(THUNDER BAY, ON) – Frontline officers with the Thunder Bay Police Service have shut down one more trap house operating in our community. A “trap house” is a residence where drugs are being sold and often women being pimped out.
It has been said in court by a leading drug investigator that Thunder Bay has over 80 known “trap houses”, with the actual number being at least double. A majority of these residences have been taken over by southern Ontario gang members.
The strategy that these out of town gang members are using, is that they will get someone to rent a place in a likely fake name. The gangsters then traffick not only drugs, but heavily addicted women out of the residences.

Yesterday, on Saturday, police were called following suspicions of a possible trap house located on the top floor of the building pictured. Police were informed that the tenant has not been in contact with the landlord at all and that the rent was late. Police conducted a welfare check and observed items in the unit that were consistent with drug trafficking.
Two black males, believed to be gang members from southern Ontario, were arrested, one was said to possibly be 16 years old. Police carted the two males off to Hotel Balmoral (Thunder Bay Police Service station), where they were expected to appear in court on Sunday. The Youth Criminal Justice Act prevents their identities from being published. The act also pushes the justice system to release young offenders as much as possible. It’s likely we will hear from the youth again.
Officers held the scene of the trap house until a search warrant was able to be obtained. Once obtained, officers searched the premises and were spotted putting what looked like bags of drugs, scales, and a significant amount of money into their cruisers. It is not believed any firearms were located in the home. Roughly 4 marked police cruisers responded to the scene along with a few of their undercover brothers.

Officers have not been able to locate or contact the woman who originally rented the unit. It is likely rented under a fictitious name, as is believed to have occurred with numerous other trap houses in town.

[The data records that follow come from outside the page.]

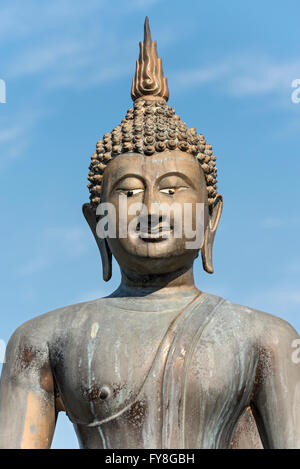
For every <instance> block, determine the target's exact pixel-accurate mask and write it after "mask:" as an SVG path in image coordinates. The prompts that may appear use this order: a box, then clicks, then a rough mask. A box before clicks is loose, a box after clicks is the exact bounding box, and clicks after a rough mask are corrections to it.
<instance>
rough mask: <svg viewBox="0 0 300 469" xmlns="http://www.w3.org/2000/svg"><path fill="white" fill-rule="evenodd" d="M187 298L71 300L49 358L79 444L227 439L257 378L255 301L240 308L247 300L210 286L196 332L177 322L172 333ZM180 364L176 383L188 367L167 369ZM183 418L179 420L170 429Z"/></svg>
mask: <svg viewBox="0 0 300 469" xmlns="http://www.w3.org/2000/svg"><path fill="white" fill-rule="evenodd" d="M191 299H192V298H189V297H186V298H183V299H181V300H178V301H177V302H176V300H175V301H174V302H173V303H172V304H170V301H166V300H162V301H159V302H158V303H157V304H156V303H153V302H147V300H146V299H145V298H140V299H134V298H107V299H101V300H97V301H95V302H90V303H86V304H83V305H82V306H80V305H77V308H78V310H77V311H75V312H74V311H71V310H70V311H69V309H68V308H66V309H65V312H64V314H63V316H62V317H61V319H62V318H63V322H62V323H61V324H60V326H59V329H57V330H56V333H55V336H54V337H53V338H52V339H51V341H50V344H51V345H50V357H51V365H52V369H53V372H54V376H55V381H56V385H57V387H58V390H59V393H60V395H61V399H62V401H63V404H64V407H65V409H66V412H67V414H68V416H69V418H70V419H71V420H72V422H73V423H74V425H75V429H76V432H77V435H78V437H79V440H80V442H81V445H82V446H83V447H97V448H101V447H107V448H161V447H174V448H176V447H177V448H178V447H185V448H215V447H230V444H231V441H232V437H233V432H234V427H235V425H236V423H237V420H238V418H239V416H240V415H241V414H242V413H243V411H244V409H245V408H246V407H247V406H248V405H249V402H250V398H251V392H252V388H253V383H254V380H255V372H256V365H257V356H258V350H257V347H256V346H255V344H253V341H252V340H251V337H250V336H249V323H250V322H251V314H252V310H248V309H247V308H244V310H243V312H242V314H241V313H240V309H241V308H243V307H241V306H239V307H238V308H239V310H238V309H237V306H238V305H233V304H232V303H229V302H224V301H223V302H222V301H219V300H220V299H218V298H217V297H214V296H212V295H207V294H204V295H203V297H202V298H201V300H200V301H199V302H198V304H197V305H196V308H195V310H194V312H193V313H192V314H193V318H191V320H190V324H189V329H190V331H189V332H184V333H183V332H182V331H183V328H182V327H181V326H180V327H179V328H178V330H177V332H176V334H177V335H176V334H175V335H174V334H173V336H172V334H171V336H169V338H168V340H167V341H166V333H167V331H168V328H169V327H170V324H171V323H172V322H173V323H174V320H175V318H176V316H178V314H179V313H180V311H181V310H182V309H183V308H184V307H186V308H187V310H188V308H189V307H188V306H187V305H188V304H189V303H190V301H191ZM70 308H71V307H70ZM155 309H156V310H155ZM210 310H213V311H210ZM207 311H208V312H210V313H211V314H210V315H209V317H208V318H206V319H205V314H206V313H205V312H207ZM204 313H205V314H204ZM50 314H51V313H50ZM181 314H182V313H181ZM181 314H180V316H181ZM203 314H204V315H203ZM201 315H203V318H202V316H201ZM46 316H47V315H46ZM195 321H196V322H197V321H198V325H197V327H195V328H194V331H193V324H196V322H195ZM177 322H178V321H177ZM175 323H176V321H175ZM186 324H187V323H186ZM203 327H204V329H203ZM202 329H203V330H202ZM197 331H198V332H197ZM188 334H190V335H191V340H190V338H189V335H188ZM250 335H251V332H250ZM174 340H175V342H176V341H177V342H176V347H177V350H176V348H175V346H174V343H175V342H172V341H174ZM180 340H181V341H180ZM189 342H193V344H192V347H190V345H189ZM172 344H173V348H172ZM191 349H192V350H191ZM173 355H174V356H173ZM186 363H188V365H187V364H186ZM182 365H183V366H184V371H183V372H184V373H185V374H186V378H185V380H184V383H182V382H181V383H180V391H178V389H179V384H178V383H177V381H178V379H179V380H180V379H181V375H182V373H181V372H180V373H179V374H178V376H177V377H176V376H171V375H172V374H173V370H176V369H177V368H178V367H179V368H180V366H182ZM179 368H178V369H179ZM182 369H183V368H182ZM170 370H171V374H170ZM176 380H177V381H176ZM174 390H175V391H174ZM177 391H178V392H179V394H178V396H175V397H174V395H173V394H174V392H177ZM182 399H184V409H183V408H182V405H183V404H182V402H181V400H182ZM176 403H177V404H176ZM168 406H170V407H171V410H169V409H168ZM179 408H181V409H182V413H181V416H179V410H178V409H179ZM179 419H183V423H181V424H180V425H182V429H181V430H180V431H179V432H178V431H177V430H176V431H175V433H174V432H173V430H174V428H175V429H176V428H177V424H178V422H179ZM172 432H173V433H174V434H173V436H172V438H171V439H170V438H169V437H166V435H169V434H172ZM168 438H169V439H168Z"/></svg>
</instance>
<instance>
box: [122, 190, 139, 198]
mask: <svg viewBox="0 0 300 469" xmlns="http://www.w3.org/2000/svg"><path fill="white" fill-rule="evenodd" d="M124 192H125V195H126V196H127V197H132V196H133V195H136V194H140V193H141V192H144V190H143V189H128V190H125V191H124Z"/></svg>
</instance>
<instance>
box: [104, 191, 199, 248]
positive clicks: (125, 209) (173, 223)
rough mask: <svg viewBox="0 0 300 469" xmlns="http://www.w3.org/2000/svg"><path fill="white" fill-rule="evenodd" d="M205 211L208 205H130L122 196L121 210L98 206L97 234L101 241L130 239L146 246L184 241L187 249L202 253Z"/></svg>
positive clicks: (121, 197) (192, 204) (108, 202)
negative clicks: (201, 247) (149, 245)
mask: <svg viewBox="0 0 300 469" xmlns="http://www.w3.org/2000/svg"><path fill="white" fill-rule="evenodd" d="M204 207H205V204H204V203H199V202H197V203H190V202H186V203H184V204H179V203H176V202H173V203H172V204H167V203H155V202H153V203H152V204H151V206H150V207H147V206H146V205H145V204H143V203H142V202H133V203H130V204H129V205H128V199H127V197H126V196H124V195H120V196H119V203H118V206H117V208H118V209H117V208H116V206H115V204H112V203H110V202H102V203H100V204H99V205H98V207H97V210H96V215H97V216H99V217H100V219H99V221H98V223H97V226H96V233H97V236H98V237H99V238H101V239H104V238H130V239H136V240H137V239H141V240H143V241H145V242H159V241H163V240H165V239H170V238H181V239H182V238H183V239H185V240H186V241H185V247H186V249H200V248H201V246H202V244H203V239H204V214H205V208H204ZM117 212H118V222H117ZM187 240H189V241H187Z"/></svg>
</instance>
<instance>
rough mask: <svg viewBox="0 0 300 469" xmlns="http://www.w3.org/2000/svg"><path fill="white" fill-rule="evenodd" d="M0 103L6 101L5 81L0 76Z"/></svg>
mask: <svg viewBox="0 0 300 469" xmlns="http://www.w3.org/2000/svg"><path fill="white" fill-rule="evenodd" d="M0 103H1V104H5V103H6V83H5V81H4V80H1V78H0Z"/></svg>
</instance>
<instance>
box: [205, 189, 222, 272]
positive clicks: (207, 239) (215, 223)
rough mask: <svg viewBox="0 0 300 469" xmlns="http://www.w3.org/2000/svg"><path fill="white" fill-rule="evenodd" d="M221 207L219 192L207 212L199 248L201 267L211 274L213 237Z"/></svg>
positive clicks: (214, 231)
mask: <svg viewBox="0 0 300 469" xmlns="http://www.w3.org/2000/svg"><path fill="white" fill-rule="evenodd" d="M222 208H223V199H222V196H221V195H220V194H219V195H218V196H217V198H216V200H215V202H214V205H213V206H212V208H211V209H210V211H209V214H208V223H207V226H206V229H205V233H204V240H203V245H202V248H201V256H202V264H203V269H204V270H205V271H206V272H207V273H209V274H212V273H213V272H214V268H213V261H212V249H213V244H214V239H215V234H216V231H217V228H218V224H219V220H220V217H221V213H222Z"/></svg>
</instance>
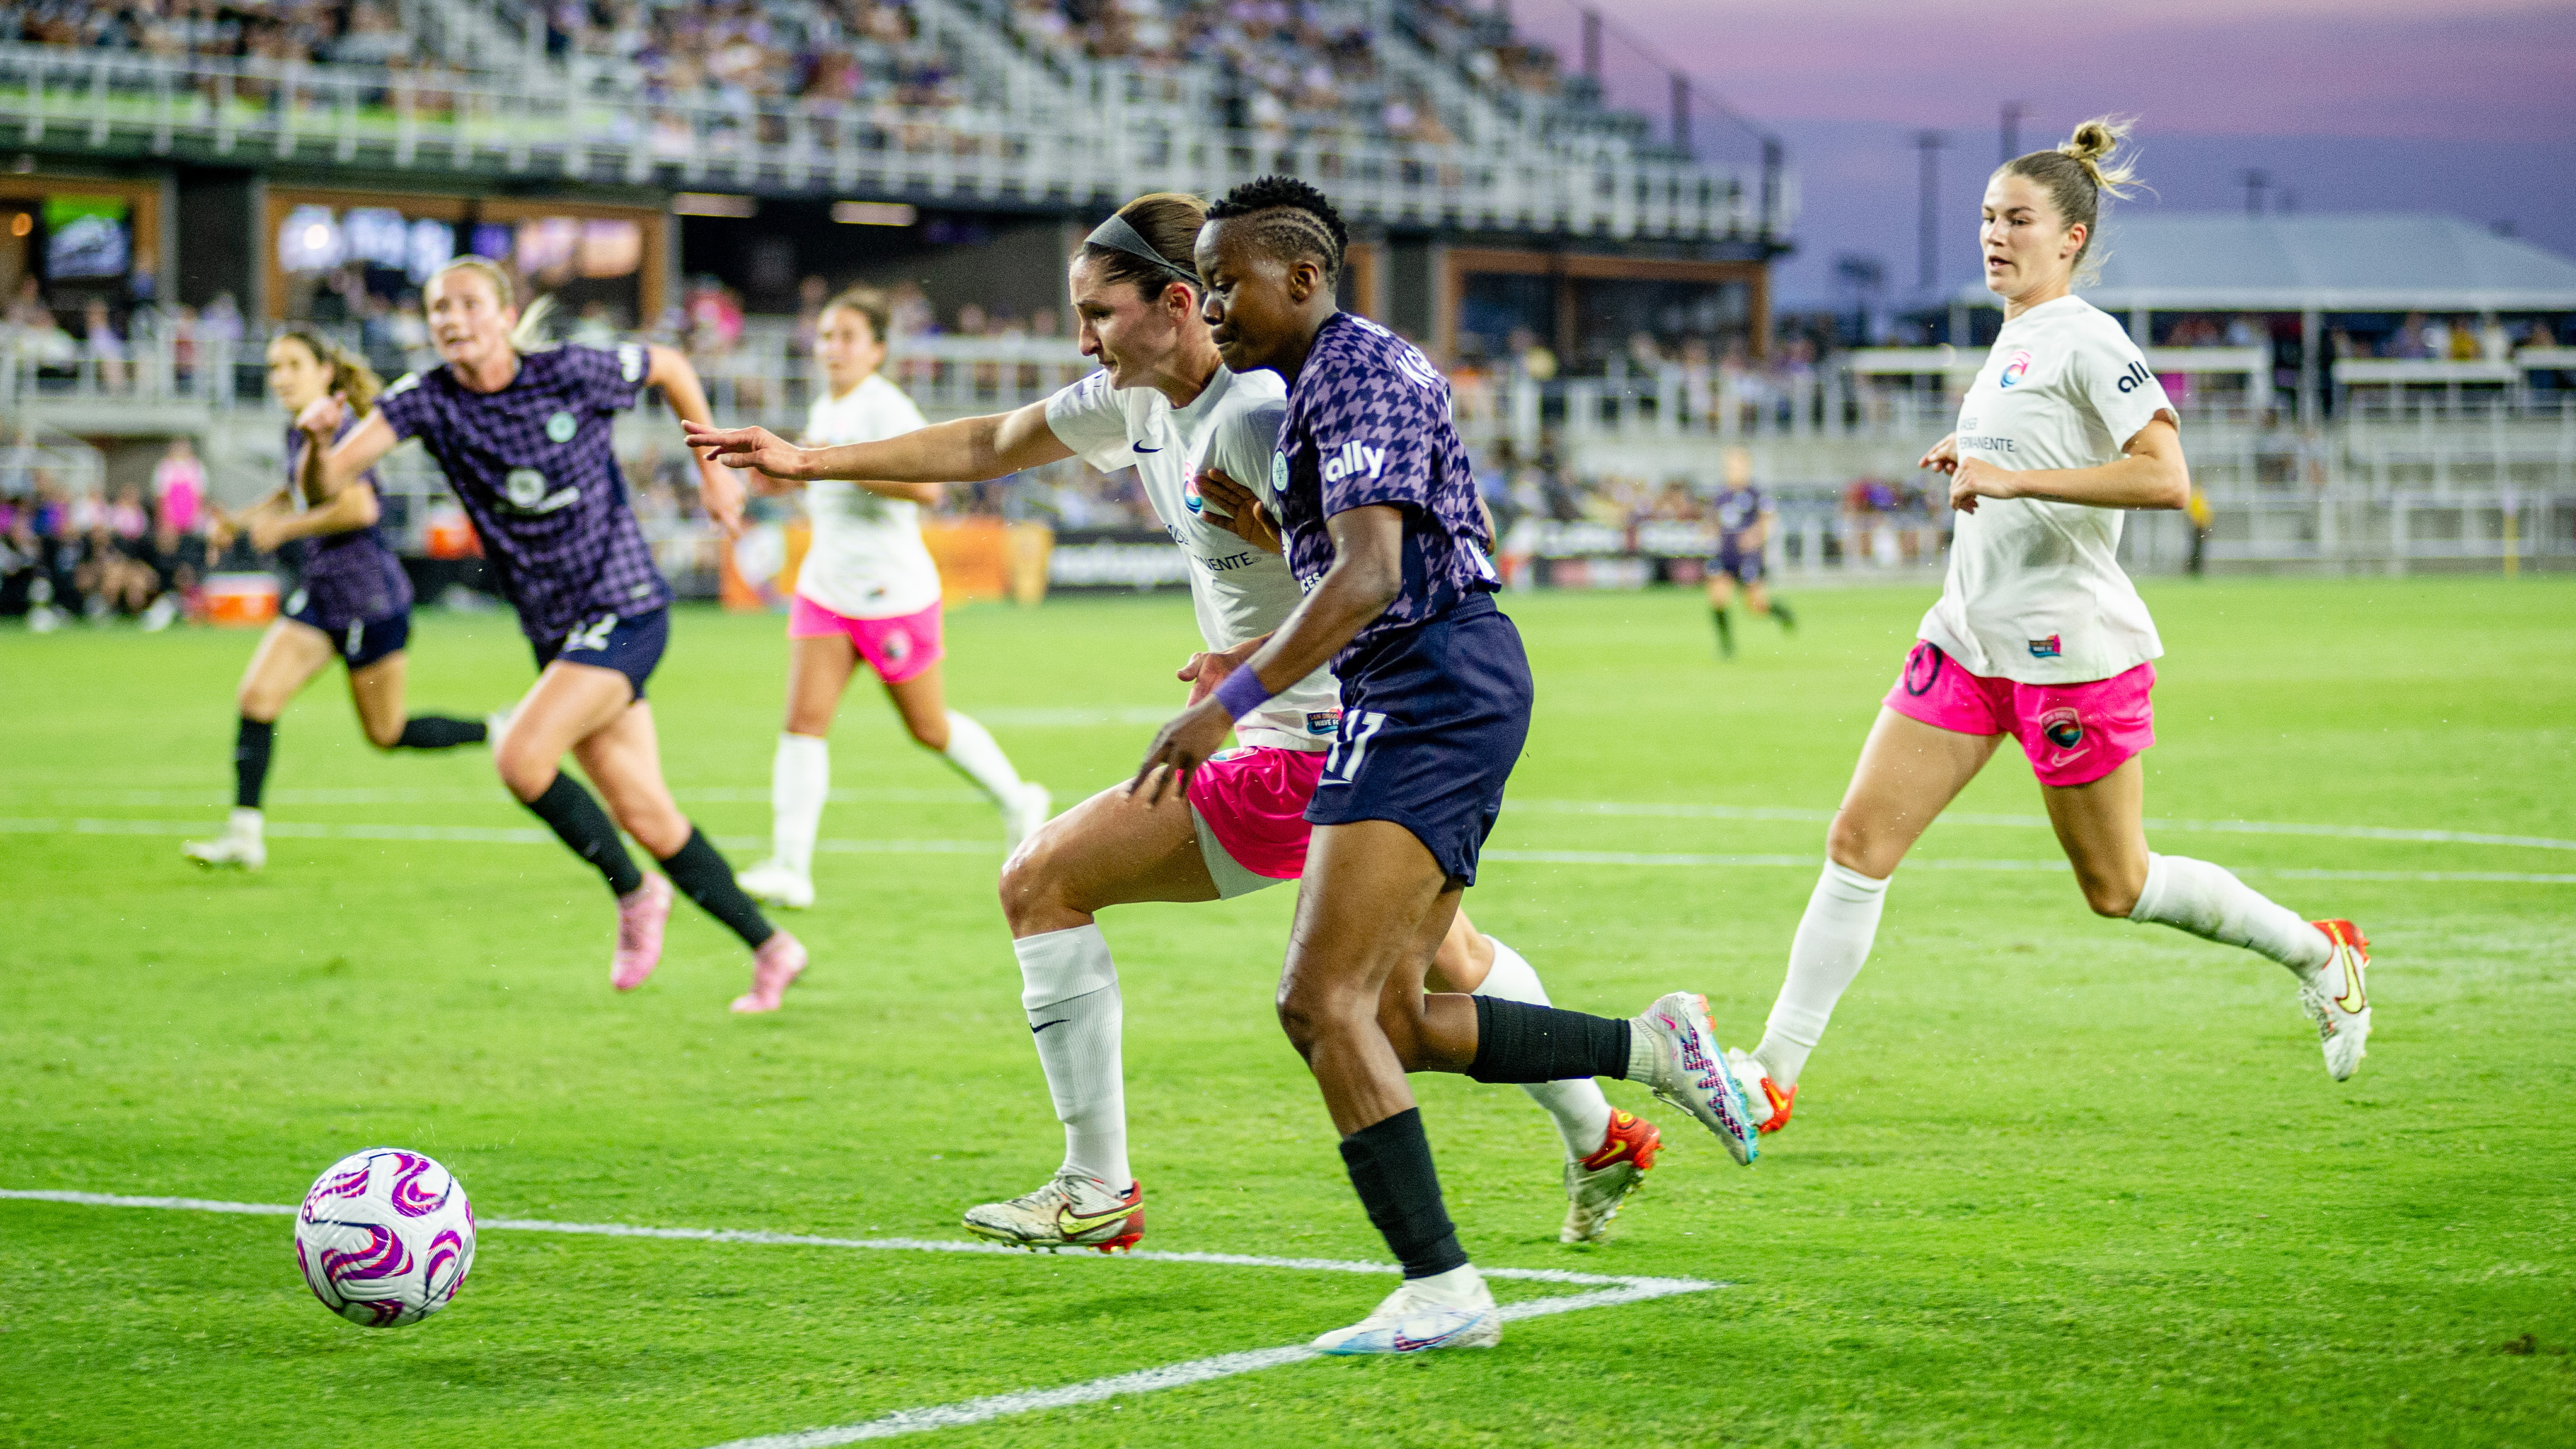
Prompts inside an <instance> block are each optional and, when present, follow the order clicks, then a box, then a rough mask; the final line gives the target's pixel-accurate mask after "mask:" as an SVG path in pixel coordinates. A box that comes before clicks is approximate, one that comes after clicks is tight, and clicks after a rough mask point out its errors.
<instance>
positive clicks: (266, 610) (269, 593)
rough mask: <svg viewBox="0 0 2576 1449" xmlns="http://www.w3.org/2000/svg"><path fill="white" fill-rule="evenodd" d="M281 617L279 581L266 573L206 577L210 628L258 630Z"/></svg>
mask: <svg viewBox="0 0 2576 1449" xmlns="http://www.w3.org/2000/svg"><path fill="white" fill-rule="evenodd" d="M276 616H278V580H276V578H273V575H265V572H216V575H206V624H219V627H227V629H258V627H263V624H268V621H270V619H276Z"/></svg>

This location will not be reopening unless the tenant on the lease appears to the landlord. Often, other trap houses reopen for business in a few days. They are able to do this because the original tenant of the building typically is addicted to drugs and allows the dealers to sell out of their residence in exchange for often $50-$100 a day worth of drugs. The tenant usually is arrested during raids and upon being released, is allowed to continue living in their home. In this case, the tenant on the lease is likely not to return, causing the successful shut down of a trap house.